We have just installed and configured our Keras environment, and we can now focus on the implementation of our model based on deep neural networks. When developing a deep learning application, we follow a general pipeline characterized by the following steps:
- Collecting the data: Everything starts from the data, no doubt about it, but one might wonder where so much data comes from. In practice, it is collected through lengthy procedures that may, for example, derive from measurement campaigns or face-to-face interviews. In all cases, the data is collected in a database so that it can then be analyzed to derive knowledge.
If we do not have specific requirements, to save time and effort we can use publicly available data. In this regard, a large collection of data is available in the UCI Machine Learning Repository at the following link: https://archive.ics.uci.edu/ml/index.php.

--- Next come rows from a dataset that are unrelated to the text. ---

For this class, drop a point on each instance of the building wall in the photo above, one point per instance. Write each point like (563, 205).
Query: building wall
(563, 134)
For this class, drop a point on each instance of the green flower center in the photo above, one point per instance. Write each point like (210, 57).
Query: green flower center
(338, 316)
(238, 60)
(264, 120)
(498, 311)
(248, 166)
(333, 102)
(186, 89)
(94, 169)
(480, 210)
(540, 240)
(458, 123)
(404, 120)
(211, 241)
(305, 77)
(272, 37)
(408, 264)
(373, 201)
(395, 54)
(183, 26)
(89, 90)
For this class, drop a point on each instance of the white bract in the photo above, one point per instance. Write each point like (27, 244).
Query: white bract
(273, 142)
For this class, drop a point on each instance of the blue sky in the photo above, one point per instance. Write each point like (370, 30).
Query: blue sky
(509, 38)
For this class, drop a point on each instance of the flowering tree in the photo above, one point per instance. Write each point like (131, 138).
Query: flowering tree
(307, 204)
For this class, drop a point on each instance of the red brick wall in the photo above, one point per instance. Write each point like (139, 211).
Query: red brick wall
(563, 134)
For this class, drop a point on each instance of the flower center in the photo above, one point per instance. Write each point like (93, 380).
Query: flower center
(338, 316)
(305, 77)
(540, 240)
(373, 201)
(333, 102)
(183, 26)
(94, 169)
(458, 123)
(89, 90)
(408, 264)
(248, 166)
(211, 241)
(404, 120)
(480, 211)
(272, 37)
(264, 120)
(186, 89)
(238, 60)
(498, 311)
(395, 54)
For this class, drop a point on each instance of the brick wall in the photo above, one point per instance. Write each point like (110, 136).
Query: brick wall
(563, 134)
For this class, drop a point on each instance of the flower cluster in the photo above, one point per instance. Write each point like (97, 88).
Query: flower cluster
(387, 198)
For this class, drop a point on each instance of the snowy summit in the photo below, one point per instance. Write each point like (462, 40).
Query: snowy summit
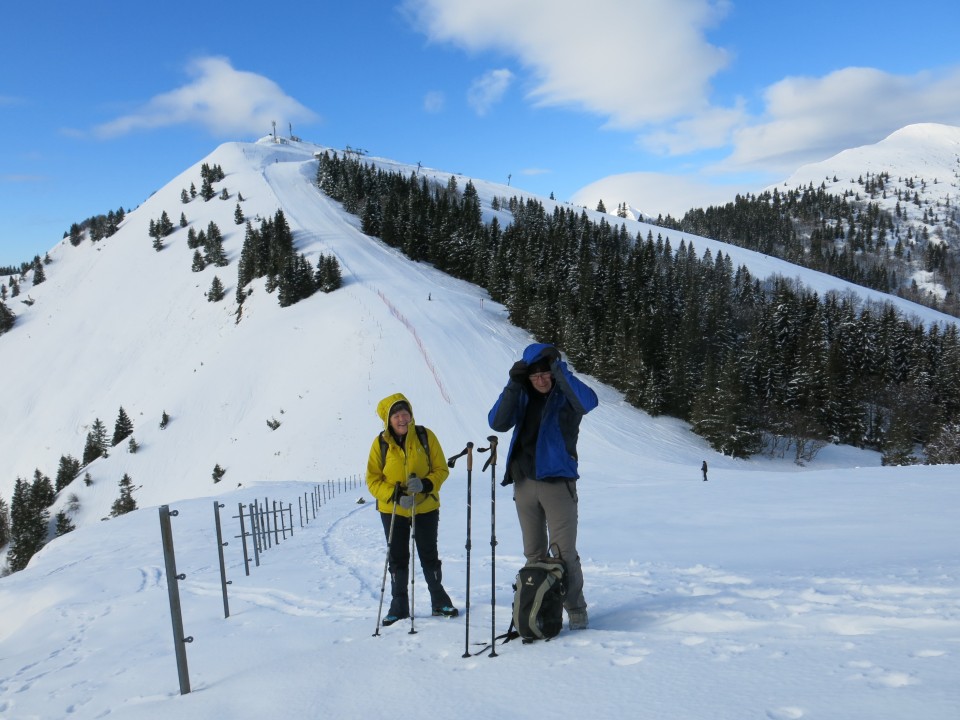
(769, 591)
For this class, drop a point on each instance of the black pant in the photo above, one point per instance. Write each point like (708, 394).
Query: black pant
(425, 530)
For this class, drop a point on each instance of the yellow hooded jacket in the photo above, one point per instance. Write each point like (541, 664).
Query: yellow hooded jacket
(400, 463)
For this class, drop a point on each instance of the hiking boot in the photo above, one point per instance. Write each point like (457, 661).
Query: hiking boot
(577, 619)
(391, 618)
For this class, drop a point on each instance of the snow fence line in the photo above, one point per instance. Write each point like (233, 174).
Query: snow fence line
(269, 523)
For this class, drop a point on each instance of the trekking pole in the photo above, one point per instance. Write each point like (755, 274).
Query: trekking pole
(468, 451)
(413, 565)
(383, 583)
(492, 463)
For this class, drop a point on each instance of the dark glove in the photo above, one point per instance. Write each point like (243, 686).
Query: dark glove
(551, 354)
(519, 371)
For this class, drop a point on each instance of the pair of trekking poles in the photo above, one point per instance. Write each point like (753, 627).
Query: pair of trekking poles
(492, 464)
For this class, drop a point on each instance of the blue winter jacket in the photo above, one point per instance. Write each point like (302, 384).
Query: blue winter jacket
(569, 400)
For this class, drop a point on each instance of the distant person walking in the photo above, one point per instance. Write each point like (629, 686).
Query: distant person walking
(544, 402)
(406, 469)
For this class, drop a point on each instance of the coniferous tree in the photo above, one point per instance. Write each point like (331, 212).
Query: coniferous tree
(7, 318)
(64, 525)
(39, 275)
(122, 428)
(67, 471)
(216, 291)
(125, 503)
(4, 523)
(96, 445)
(28, 523)
(206, 189)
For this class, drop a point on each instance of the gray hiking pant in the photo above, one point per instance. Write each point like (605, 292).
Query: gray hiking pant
(548, 516)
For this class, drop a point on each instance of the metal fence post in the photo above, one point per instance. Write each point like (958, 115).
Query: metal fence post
(243, 537)
(170, 561)
(223, 568)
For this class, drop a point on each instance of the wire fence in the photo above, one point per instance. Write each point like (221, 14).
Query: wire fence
(264, 524)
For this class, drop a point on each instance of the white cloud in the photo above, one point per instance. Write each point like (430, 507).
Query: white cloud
(487, 90)
(434, 101)
(810, 119)
(224, 100)
(634, 63)
(657, 193)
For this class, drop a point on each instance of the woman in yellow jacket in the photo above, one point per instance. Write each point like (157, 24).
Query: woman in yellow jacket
(403, 472)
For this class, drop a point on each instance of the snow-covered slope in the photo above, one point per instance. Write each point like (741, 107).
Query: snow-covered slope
(119, 324)
(770, 591)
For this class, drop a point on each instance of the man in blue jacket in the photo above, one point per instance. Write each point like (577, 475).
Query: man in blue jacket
(543, 402)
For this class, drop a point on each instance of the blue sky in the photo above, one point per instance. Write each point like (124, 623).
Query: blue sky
(665, 104)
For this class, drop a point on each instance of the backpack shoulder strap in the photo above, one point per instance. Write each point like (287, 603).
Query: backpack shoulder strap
(422, 434)
(383, 451)
(424, 440)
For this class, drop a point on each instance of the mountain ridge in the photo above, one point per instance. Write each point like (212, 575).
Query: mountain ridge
(175, 352)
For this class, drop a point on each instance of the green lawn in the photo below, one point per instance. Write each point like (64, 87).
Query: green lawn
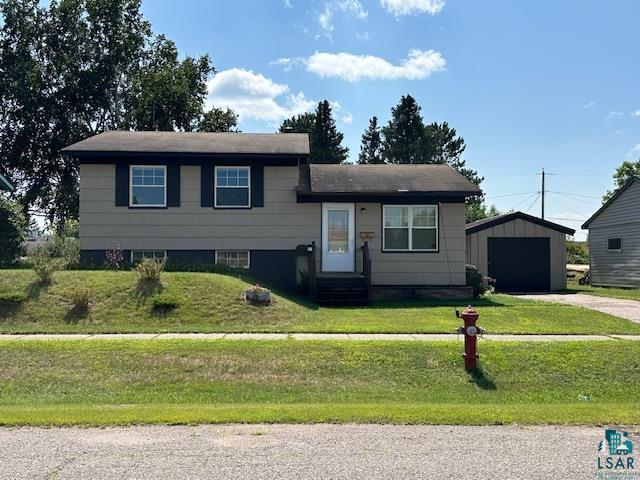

- Preparing the data: We have collected the data; now we have to prepare it for the next step. Once we have this data, we must make sure it is in a format usable by the algorithm we want to use. To do this, you may need to do some formatting. Recall that some algorithms need data in an integer format, whereas others require data in the form of strings. Finally, others need to be in a special format. We will get to this later, but the specific formatting is usually simple compared to data collection.
The following diagram shows the deep learning process workflow:
- Exploring the data: At this point, we can look at data to verify that it is actually working and we do not have a bunch of empty values. In this step, through the use of plots, we can recognize patterns or whether there are some data points that are vastly different from the rest of the set. Plotting data in one, two, or three dimensions can also help.
- Training the algorithm: Now, let's get serious. In this step, the deep learning begins to work with the definition of the model and the next training round. The model starts to extract knowledge from large amounts of data that we had available. For unsupervised learning, there's no training step because you don't have a target value.
- Testing the algorithm: In this step, we use the information learned in the previous step to see if the model actually works. The evaluation of an algorithm verifies how well the model approximates the real system. In the case of supervised learning, we have some known values that we can use to evaluate the algorithm. In unsupervised learning, we may need to use some other metrics to evaluate success. In both cases, if we are not satisfied, we can return to the previous steps, change some things, and retry the test.
- Evaluating the algorithm: We have reached the point where we can apply what has been done so far. We can assess the approximation ability of the model by applying it to real data. The model, preventively trained and tested, is then valued in this phase.
- Improving algorithm performance: Finally, we can focus on the finishing steps. We've verified that the model works, we have evaluated the performance, and now we are ready to analyze the whole process to identify any possible room for improvement.
In Keras, there are two ways to define a model—sequential, and functional API. The sequential model lets you create layer-by-layer models for most problems. Limits are dictated by the inability to create models that share levels or that have multiple inputs or outputs. Alternatively, the functional API allows you to create models with greater flexibility. We can easily define models in which the levels are connected in different ways and not just from the previous level to the next. In fact, we can link a layer to any other level, thus creating complex networks.